Humphreys said she was doing some work on her couch on Saturday afternoon and was getting herself a cup of coffee when she got an emergency alert notice.
“I hadn’t got out of my pajamas. I didn’t have a bra on, I hadn’t brushed my teeth and then the alarm went off on my phone and I looked out the window, and there was just a huge tornado,” she said.
Since she lived in a mobile home, it wasn’t safe to stay, and she said the other house on her property was sitting on I-beams and not attached to a foundation. So she jumped in her car in her PJs and drove away, then watched from a distance as the huge funnel cloud “shredded” her property.
Humphreys quickly returned when the tornado passed and found two of her horses injured, one of which had to be put down by a vet. A neighbour found another horse down the road. In a nearby coulee, she said trees were stacked on top of each other close to three storeys high.
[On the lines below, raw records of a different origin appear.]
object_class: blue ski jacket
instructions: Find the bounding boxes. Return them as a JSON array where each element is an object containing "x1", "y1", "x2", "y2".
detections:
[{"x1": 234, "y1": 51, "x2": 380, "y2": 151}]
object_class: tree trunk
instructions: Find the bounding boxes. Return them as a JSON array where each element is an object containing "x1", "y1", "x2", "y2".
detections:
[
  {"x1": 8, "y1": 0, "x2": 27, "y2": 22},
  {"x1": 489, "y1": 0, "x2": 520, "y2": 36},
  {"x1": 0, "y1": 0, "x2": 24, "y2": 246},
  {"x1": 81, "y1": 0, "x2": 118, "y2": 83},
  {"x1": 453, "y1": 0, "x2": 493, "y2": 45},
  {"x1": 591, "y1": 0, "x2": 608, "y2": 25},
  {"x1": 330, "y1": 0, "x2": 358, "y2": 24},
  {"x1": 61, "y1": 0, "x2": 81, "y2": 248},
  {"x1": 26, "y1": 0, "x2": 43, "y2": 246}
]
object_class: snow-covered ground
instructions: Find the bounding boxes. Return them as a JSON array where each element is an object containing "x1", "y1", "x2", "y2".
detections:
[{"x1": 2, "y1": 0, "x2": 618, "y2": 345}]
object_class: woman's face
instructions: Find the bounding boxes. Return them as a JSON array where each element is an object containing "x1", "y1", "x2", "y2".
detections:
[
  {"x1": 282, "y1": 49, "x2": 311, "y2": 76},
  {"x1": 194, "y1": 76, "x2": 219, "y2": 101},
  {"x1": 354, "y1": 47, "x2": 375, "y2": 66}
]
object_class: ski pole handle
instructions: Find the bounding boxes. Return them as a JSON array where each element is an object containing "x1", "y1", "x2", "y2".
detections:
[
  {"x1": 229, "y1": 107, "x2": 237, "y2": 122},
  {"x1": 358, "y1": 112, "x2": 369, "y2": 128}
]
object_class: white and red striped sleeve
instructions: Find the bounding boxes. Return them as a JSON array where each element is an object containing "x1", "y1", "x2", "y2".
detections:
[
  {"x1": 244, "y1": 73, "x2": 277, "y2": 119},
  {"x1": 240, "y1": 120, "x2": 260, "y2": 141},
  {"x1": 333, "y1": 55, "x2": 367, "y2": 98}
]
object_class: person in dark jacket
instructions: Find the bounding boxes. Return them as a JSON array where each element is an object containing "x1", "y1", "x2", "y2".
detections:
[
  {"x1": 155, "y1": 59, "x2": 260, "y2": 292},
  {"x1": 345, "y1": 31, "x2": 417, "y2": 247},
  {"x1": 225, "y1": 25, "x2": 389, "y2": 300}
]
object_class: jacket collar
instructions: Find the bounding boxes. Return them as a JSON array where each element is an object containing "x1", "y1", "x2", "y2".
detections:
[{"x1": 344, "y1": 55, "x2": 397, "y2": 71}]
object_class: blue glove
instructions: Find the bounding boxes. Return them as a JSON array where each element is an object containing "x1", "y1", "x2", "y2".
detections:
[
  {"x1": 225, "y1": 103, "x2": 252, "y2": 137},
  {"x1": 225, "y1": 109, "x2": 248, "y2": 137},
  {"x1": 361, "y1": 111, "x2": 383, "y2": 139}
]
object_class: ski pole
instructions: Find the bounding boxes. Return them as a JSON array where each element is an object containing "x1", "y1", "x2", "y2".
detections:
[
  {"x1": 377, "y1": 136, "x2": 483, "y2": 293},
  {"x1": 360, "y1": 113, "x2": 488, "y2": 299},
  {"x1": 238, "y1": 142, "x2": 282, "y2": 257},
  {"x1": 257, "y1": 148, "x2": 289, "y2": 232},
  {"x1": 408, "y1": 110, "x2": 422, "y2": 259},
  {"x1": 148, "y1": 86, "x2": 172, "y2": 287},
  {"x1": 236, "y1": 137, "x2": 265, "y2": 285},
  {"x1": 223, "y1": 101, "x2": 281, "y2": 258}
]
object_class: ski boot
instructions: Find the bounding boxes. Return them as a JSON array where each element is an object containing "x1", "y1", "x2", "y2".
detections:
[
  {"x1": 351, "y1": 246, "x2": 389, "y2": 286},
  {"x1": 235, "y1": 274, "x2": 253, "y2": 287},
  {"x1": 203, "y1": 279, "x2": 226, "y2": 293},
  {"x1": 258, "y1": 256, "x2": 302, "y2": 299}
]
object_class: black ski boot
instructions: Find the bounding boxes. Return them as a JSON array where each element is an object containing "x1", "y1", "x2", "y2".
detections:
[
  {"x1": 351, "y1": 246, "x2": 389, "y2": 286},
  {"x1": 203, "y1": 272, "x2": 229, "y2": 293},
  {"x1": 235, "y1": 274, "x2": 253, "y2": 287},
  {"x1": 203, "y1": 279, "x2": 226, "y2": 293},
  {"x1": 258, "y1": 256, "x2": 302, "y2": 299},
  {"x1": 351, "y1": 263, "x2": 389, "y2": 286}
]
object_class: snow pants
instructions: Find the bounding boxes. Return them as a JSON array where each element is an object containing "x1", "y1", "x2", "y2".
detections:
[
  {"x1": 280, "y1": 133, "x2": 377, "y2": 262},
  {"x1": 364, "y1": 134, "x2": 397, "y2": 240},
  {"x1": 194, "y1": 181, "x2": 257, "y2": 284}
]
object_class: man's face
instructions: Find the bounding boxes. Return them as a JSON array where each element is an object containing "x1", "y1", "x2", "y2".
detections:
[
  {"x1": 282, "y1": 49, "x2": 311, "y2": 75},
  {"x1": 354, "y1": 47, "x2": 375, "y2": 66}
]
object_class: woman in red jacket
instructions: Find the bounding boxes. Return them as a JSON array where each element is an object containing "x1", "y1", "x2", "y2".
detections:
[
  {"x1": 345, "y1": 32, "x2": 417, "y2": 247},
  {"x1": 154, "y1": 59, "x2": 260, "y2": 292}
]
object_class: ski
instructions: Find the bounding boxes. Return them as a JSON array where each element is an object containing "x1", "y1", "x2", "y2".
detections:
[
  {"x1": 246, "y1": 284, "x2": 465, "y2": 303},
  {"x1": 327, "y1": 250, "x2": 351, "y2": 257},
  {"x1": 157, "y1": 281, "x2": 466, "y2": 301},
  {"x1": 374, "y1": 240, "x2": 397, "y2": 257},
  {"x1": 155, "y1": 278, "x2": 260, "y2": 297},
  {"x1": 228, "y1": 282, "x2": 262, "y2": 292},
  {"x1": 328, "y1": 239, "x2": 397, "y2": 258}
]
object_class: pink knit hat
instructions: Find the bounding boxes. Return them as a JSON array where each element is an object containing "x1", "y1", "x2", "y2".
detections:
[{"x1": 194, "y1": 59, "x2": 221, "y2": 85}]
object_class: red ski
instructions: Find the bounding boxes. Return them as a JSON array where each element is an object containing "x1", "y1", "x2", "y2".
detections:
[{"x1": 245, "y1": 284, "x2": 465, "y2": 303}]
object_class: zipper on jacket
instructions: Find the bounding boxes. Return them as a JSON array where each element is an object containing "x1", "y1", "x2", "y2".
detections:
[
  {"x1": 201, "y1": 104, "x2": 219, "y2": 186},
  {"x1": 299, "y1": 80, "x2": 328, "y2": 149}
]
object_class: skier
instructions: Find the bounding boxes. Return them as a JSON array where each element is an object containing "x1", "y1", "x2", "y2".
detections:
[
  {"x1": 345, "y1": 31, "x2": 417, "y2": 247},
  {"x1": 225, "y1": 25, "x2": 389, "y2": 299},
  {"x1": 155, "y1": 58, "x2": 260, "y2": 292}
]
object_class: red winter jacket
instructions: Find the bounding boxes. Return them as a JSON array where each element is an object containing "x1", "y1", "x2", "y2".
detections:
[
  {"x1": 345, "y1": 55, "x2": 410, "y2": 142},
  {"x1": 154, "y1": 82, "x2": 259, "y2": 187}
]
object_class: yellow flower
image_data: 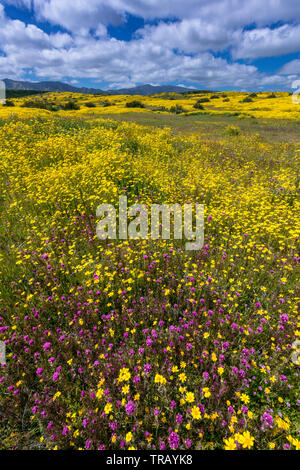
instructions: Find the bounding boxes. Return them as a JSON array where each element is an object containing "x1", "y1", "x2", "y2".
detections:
[
  {"x1": 211, "y1": 352, "x2": 217, "y2": 362},
  {"x1": 96, "y1": 388, "x2": 104, "y2": 399},
  {"x1": 126, "y1": 432, "x2": 132, "y2": 443},
  {"x1": 239, "y1": 431, "x2": 254, "y2": 449},
  {"x1": 154, "y1": 374, "x2": 167, "y2": 385},
  {"x1": 122, "y1": 385, "x2": 130, "y2": 395},
  {"x1": 191, "y1": 406, "x2": 201, "y2": 420},
  {"x1": 292, "y1": 439, "x2": 300, "y2": 450},
  {"x1": 52, "y1": 391, "x2": 61, "y2": 402},
  {"x1": 240, "y1": 394, "x2": 250, "y2": 404},
  {"x1": 202, "y1": 387, "x2": 211, "y2": 398},
  {"x1": 223, "y1": 437, "x2": 237, "y2": 450},
  {"x1": 275, "y1": 416, "x2": 290, "y2": 431},
  {"x1": 185, "y1": 392, "x2": 195, "y2": 403},
  {"x1": 104, "y1": 403, "x2": 112, "y2": 415},
  {"x1": 118, "y1": 367, "x2": 131, "y2": 382}
]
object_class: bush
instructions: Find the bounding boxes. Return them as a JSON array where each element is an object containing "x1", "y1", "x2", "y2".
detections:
[
  {"x1": 169, "y1": 104, "x2": 186, "y2": 114},
  {"x1": 210, "y1": 94, "x2": 220, "y2": 99},
  {"x1": 153, "y1": 106, "x2": 168, "y2": 112},
  {"x1": 223, "y1": 98, "x2": 230, "y2": 102},
  {"x1": 193, "y1": 102, "x2": 204, "y2": 110},
  {"x1": 266, "y1": 93, "x2": 276, "y2": 99},
  {"x1": 85, "y1": 102, "x2": 96, "y2": 108},
  {"x1": 225, "y1": 125, "x2": 241, "y2": 136},
  {"x1": 22, "y1": 98, "x2": 59, "y2": 111},
  {"x1": 196, "y1": 98, "x2": 210, "y2": 103},
  {"x1": 126, "y1": 100, "x2": 144, "y2": 108},
  {"x1": 241, "y1": 97, "x2": 253, "y2": 103},
  {"x1": 101, "y1": 100, "x2": 112, "y2": 107},
  {"x1": 4, "y1": 100, "x2": 15, "y2": 107},
  {"x1": 62, "y1": 100, "x2": 80, "y2": 110},
  {"x1": 22, "y1": 98, "x2": 81, "y2": 112}
]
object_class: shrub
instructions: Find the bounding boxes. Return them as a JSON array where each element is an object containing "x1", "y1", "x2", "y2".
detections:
[
  {"x1": 126, "y1": 100, "x2": 145, "y2": 108},
  {"x1": 225, "y1": 125, "x2": 241, "y2": 136},
  {"x1": 22, "y1": 98, "x2": 59, "y2": 111},
  {"x1": 169, "y1": 104, "x2": 186, "y2": 114},
  {"x1": 154, "y1": 106, "x2": 168, "y2": 112},
  {"x1": 193, "y1": 102, "x2": 204, "y2": 110},
  {"x1": 62, "y1": 100, "x2": 80, "y2": 110},
  {"x1": 85, "y1": 102, "x2": 96, "y2": 108},
  {"x1": 4, "y1": 100, "x2": 15, "y2": 107},
  {"x1": 241, "y1": 97, "x2": 253, "y2": 103},
  {"x1": 196, "y1": 98, "x2": 210, "y2": 103},
  {"x1": 101, "y1": 100, "x2": 112, "y2": 107}
]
On Sunday, volunteers found family photos among the debris and saved them in resealable bags. One took her injured cat to the vet. Many offered gift cards — she had $500 worth of them in her hands while she spoke with The Canadian Press.
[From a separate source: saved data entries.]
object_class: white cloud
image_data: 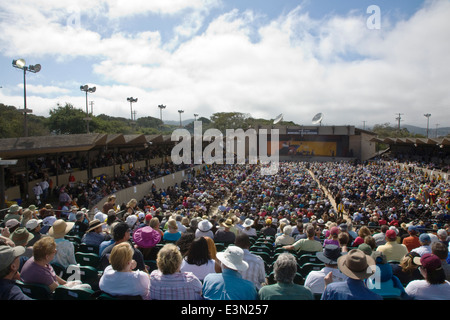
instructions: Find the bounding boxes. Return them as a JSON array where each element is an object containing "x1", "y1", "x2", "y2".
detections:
[{"x1": 1, "y1": 1, "x2": 449, "y2": 128}]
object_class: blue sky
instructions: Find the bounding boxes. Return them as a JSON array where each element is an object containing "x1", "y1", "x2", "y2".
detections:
[{"x1": 0, "y1": 0, "x2": 449, "y2": 129}]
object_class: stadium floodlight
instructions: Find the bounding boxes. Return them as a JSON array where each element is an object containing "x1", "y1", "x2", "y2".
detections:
[
  {"x1": 178, "y1": 109, "x2": 184, "y2": 127},
  {"x1": 424, "y1": 113, "x2": 431, "y2": 138},
  {"x1": 127, "y1": 97, "x2": 138, "y2": 121},
  {"x1": 12, "y1": 58, "x2": 41, "y2": 137},
  {"x1": 80, "y1": 85, "x2": 96, "y2": 133},
  {"x1": 158, "y1": 104, "x2": 166, "y2": 129}
]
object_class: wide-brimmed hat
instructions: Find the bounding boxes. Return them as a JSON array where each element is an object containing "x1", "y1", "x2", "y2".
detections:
[
  {"x1": 316, "y1": 244, "x2": 342, "y2": 265},
  {"x1": 221, "y1": 218, "x2": 234, "y2": 228},
  {"x1": 10, "y1": 227, "x2": 34, "y2": 246},
  {"x1": 86, "y1": 219, "x2": 106, "y2": 233},
  {"x1": 0, "y1": 245, "x2": 25, "y2": 270},
  {"x1": 49, "y1": 219, "x2": 74, "y2": 239},
  {"x1": 198, "y1": 220, "x2": 213, "y2": 232},
  {"x1": 133, "y1": 226, "x2": 161, "y2": 248},
  {"x1": 216, "y1": 246, "x2": 249, "y2": 272},
  {"x1": 8, "y1": 204, "x2": 22, "y2": 213},
  {"x1": 337, "y1": 249, "x2": 376, "y2": 280},
  {"x1": 243, "y1": 218, "x2": 254, "y2": 228}
]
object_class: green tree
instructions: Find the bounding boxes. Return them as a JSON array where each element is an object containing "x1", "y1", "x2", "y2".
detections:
[{"x1": 48, "y1": 103, "x2": 88, "y2": 134}]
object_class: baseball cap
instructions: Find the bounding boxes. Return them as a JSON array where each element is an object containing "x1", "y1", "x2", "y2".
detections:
[
  {"x1": 414, "y1": 253, "x2": 442, "y2": 271},
  {"x1": 385, "y1": 229, "x2": 397, "y2": 240},
  {"x1": 0, "y1": 246, "x2": 25, "y2": 270}
]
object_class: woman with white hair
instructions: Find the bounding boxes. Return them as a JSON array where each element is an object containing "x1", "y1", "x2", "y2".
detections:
[{"x1": 275, "y1": 225, "x2": 295, "y2": 246}]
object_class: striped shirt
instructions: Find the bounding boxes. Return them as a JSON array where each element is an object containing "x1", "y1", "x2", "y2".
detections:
[
  {"x1": 149, "y1": 270, "x2": 202, "y2": 300},
  {"x1": 240, "y1": 249, "x2": 266, "y2": 290}
]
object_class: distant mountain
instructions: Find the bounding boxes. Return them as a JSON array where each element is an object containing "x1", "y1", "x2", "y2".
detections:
[
  {"x1": 163, "y1": 118, "x2": 195, "y2": 126},
  {"x1": 402, "y1": 124, "x2": 450, "y2": 138}
]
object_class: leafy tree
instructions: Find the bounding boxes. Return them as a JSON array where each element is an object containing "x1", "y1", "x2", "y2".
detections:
[{"x1": 48, "y1": 103, "x2": 88, "y2": 134}]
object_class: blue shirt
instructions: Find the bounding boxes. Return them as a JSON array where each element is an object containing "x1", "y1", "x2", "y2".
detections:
[
  {"x1": 202, "y1": 268, "x2": 258, "y2": 300},
  {"x1": 321, "y1": 278, "x2": 383, "y2": 300}
]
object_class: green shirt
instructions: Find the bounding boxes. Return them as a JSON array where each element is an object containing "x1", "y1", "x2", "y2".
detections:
[
  {"x1": 292, "y1": 238, "x2": 323, "y2": 252},
  {"x1": 258, "y1": 282, "x2": 313, "y2": 300}
]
She said she hoped someone would find some clothes, noting she’s spent the day in a borrowed outfit after seeking shelter with her son’s friend on Saturday night.
Humphreys said she’s not surprised at all by the generosity from the community. One of her neighbours, who she said lost his whole farm in the tornado, even offered support.
“When I talked to him on the phone, he said, ‘If there’s anything you need, Elisa, let me know,’” she said.
Alberta’s minister of public safety and emergency services, Mike Ellis, tweeted Saturday that the Alberta Emergency Management Agency is working with local officials.
“To those affected, know that the province is here for you during this difficult time,” the tweet said.
Humphreys said she was not insured due to the types of structures on her property.
Police asked motorists Sunday to stay away from the tornado zone, saying so many people were stopping for a look that it was causing problems for first responders who are still in the area.
They said they charged one woman with careless driving and distracted driving after they allege she parked in the middle of the road and snapped pictures, even when officers told her to move on. Officers also had to respond to a collision in the area as people were not paying attention to the road, police said.
Greenhough said Alberta typically sees 15 tornadoes per year, based on data collected between 1980 and 2009. This year, she said the province is already up to 13.